Varying the dosage of platinum anticancer drugs, Fu et al. observed that low-dose (10mg/kg) cisplatin or oxaliplatin reduced toxicity, increased T cell numbers in blood, and synergized with anti-PD-1 therapy in treating MC38 colon carcinoma. Anti-PD-1 was optimal beginning 3 days after (rather than concomitant or 6 days after) chemotherapy. Combination therapy increased intratumoral CD8+ T cells and reduced exhaustion marker expression, while oxaliplatin alone increased PD-1 expression. In vitro, platinum-treated MC38-OVA cells expressed immunogenic cell death markers and T cell-recruiting chemokines, prompting OT-1 proliferation and migration.

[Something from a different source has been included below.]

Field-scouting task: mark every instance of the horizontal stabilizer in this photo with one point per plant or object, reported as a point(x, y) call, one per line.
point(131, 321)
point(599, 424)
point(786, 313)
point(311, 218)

Contributed by Alex Najibi
ABSTRACT: Recently, the combination of platinum chemotherapy with PD-1/PD-L1 pathway blockades has shown synergistic efficacy in a few clinical trials. However, the exact mechanisms and the optimized sequence of such combinations are not fully clear. In this study, we combined different doses of platinum agents (cisplatin or oxaliplatin) with sequential therapy of PD-1 blockade therapy (anti-PD-1 antibody or anti-PD-L1 antibody) to treat established MC38 murine colon tumors. Although 10 mg/kg platinum (cisplatin or oxaliplatin) showed no significant effect on tumor growth, its combination with sequential anti-PD-1 antibody administration caused complete tumor remission in 80-100% mice. The synergic therapeutic efficacy was found to be associated with more effector and less exhausted CD8 T cell infiltration in the tumor sites. Platinum chemotherapy is generally considered immunosuppressive, with lymphopenia and neutropenia being common side effects. However, our data showed that high-dose (20 mg/kg) platinum treatment induced lymphopenia in MC38 tumor-bearing mice, and low-dose (10 mg/kg) treatment augmented the T cell response with an increased number of peripheral T cells. Notably, increased numbers of PD-1 positive CD8 T cells were found in draining lymph nodes, peripheral blood and tumor tissues three days after 10 mg/kg oxaliplatin treatment, and increased numbers of CD8 T cells and apoptotic tumor cells were detected at the edge of tumor tissues. Further investigation showed that the death of tumor cells induced by platinum compounds promoted T cell activation. Moreover, increased expression of T cell-attracting chemokines (CXCL9, CXCL10 and CCL5) was detected in MC38 cells after platinum treatment. These data indicated that the optimal dose of platinum chemotherapy could trigger T cell activation and recruitment into tumors, and sequential PD-1 blockade could prevent newly arriving T cell from becoming exhausted in tumor sites. These findings highlight the importance of optimizing the dose and timing of platinum chemotherapy combined with PD-1 blockade and provide an indication for the improvement of combined therapies in clinical trials.